王叔有些嫌弃的甩了甩手。
闻小筠无奈的看着王叔,不过古代的人没吃过嘛,倒是可以理解。
“这罐中是我炒过的芝麻,你越剁越粘是正常的,您放心,不是您想象中的那样子,这东西好吃着呢。”
闻小筠肯定的点了点头,王叔也是将信将疑。
没错,闻小筠剁了一下午的芝麻,可惜没有破壁机这东西,只能纯手工的制作芝麻酱,这没有香油,做点芝麻酱还是可以的。

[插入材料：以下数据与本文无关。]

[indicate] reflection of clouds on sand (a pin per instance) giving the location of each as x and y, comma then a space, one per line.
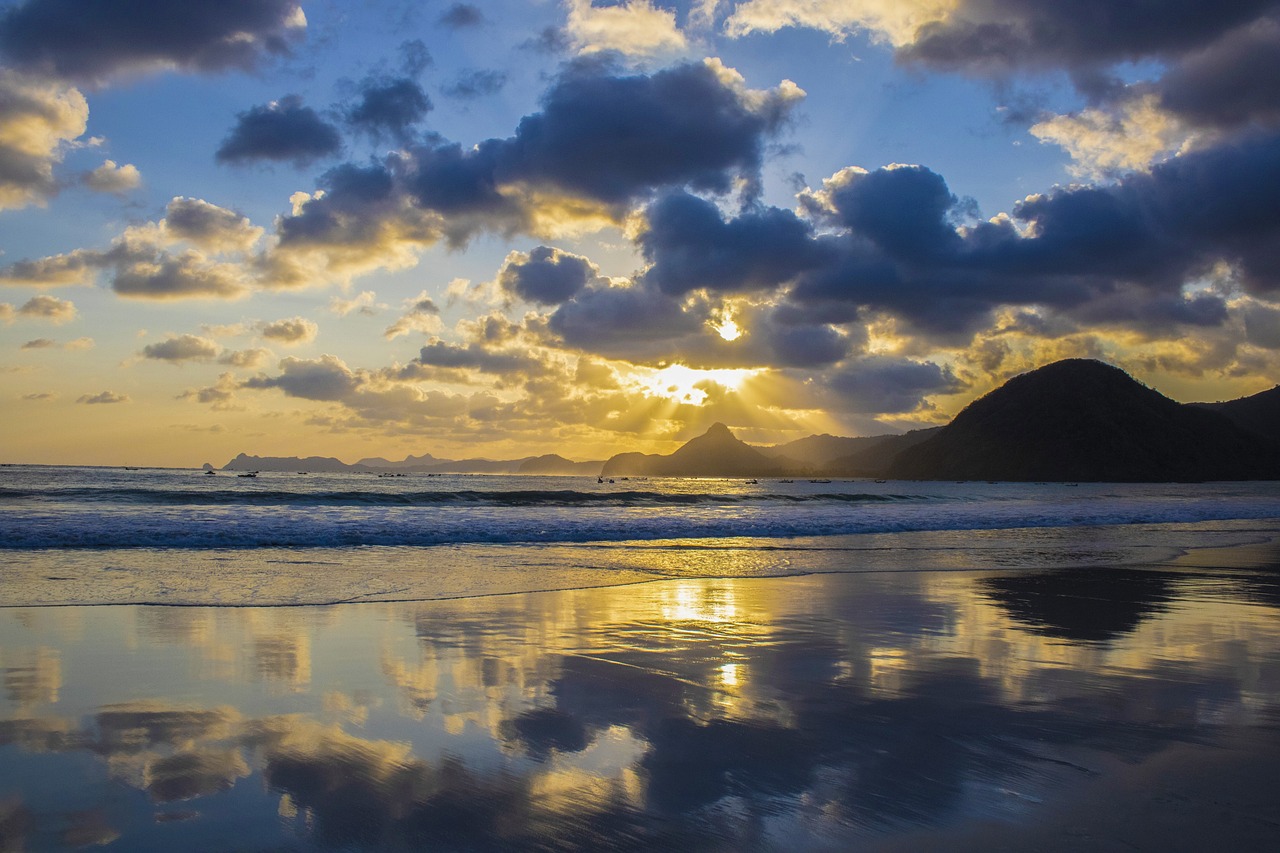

两个人静静地干着活,月亮悄然跃上,看着这两人带着对身边人的关心与在意做着这些活计,也变得更明亮了些。
“王叔啊,你在这军营里待了多久啦?”
王叔抬头思考着,大概是时间太久,记忆都有些模糊不清了。
“已经二十多年了吧,唉,年纪大了,脑袋不好用了,记不太清了。”
闻小筠惊讶的看着王叔的脸,一时语塞。
“王叔看着这么年轻,怎么会在军营里待这许多年?”
“不年轻啦,就你会说话,小嘴抹了蜜啊?我二十多岁就进来了。”
闻小筠有诸多不解的地方。
“王叔,我吧虽是京城的小姐,但是我喜爱做饭,并且父母都是大气的人,所以我日日进这灶房也不会烦闷。但是您二十多岁应该正是一腔热血的时候,怎么会甘心在这伙房里待着?”

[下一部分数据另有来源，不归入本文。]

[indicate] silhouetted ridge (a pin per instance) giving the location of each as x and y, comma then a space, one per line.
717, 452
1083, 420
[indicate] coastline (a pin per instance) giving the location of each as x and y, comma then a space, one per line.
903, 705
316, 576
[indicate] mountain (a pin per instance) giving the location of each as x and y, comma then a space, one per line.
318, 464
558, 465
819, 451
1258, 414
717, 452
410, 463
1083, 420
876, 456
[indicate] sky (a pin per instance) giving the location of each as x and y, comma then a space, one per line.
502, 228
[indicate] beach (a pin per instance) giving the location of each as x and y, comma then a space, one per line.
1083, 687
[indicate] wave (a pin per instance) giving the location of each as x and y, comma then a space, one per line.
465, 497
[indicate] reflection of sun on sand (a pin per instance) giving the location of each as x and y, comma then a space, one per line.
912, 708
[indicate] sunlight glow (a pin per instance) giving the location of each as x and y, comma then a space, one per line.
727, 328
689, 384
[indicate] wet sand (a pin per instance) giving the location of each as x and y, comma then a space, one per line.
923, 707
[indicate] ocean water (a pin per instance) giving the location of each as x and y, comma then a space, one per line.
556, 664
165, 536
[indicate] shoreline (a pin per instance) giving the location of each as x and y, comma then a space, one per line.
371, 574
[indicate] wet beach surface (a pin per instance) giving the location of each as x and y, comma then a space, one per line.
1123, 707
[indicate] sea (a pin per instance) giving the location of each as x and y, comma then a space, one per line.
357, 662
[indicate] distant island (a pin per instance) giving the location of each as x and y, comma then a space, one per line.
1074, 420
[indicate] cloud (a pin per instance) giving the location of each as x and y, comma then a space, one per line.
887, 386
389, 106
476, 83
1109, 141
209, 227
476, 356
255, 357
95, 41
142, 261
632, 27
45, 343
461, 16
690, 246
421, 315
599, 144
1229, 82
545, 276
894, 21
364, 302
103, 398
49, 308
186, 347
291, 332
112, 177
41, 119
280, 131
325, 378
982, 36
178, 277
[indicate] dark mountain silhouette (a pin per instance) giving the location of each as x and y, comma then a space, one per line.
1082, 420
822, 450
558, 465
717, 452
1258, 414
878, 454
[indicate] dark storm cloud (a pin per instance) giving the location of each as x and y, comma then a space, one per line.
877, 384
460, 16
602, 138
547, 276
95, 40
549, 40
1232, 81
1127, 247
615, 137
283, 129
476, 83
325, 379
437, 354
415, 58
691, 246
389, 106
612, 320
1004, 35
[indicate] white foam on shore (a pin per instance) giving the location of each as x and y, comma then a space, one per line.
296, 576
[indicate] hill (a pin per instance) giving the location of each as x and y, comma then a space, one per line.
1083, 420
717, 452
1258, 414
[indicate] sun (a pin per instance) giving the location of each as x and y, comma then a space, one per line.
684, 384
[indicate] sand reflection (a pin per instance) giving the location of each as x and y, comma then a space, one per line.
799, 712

王叔回想起那年的事情,虽然已经过去很久了,但是在他心中这清晰的感受和回忆是永远抹不去的。
“我当时可是闻将军的兵呢,看不出来吧。那时候这天下还不是龙毅国的,而是分成了两国,签了和书。可是,实力相当的两个大国,怎么会没有野心呢,这边疆的界限从来没有人遵守过,而是不断的试探对方。”
闻小筠听见久远的历史,不禁感叹,历史长河沉淀出来的道理果然都是正确的。
天下合久必分,分久必合,有野心有能力的人很多,不甘平凡的人更多,这种状态是必然的。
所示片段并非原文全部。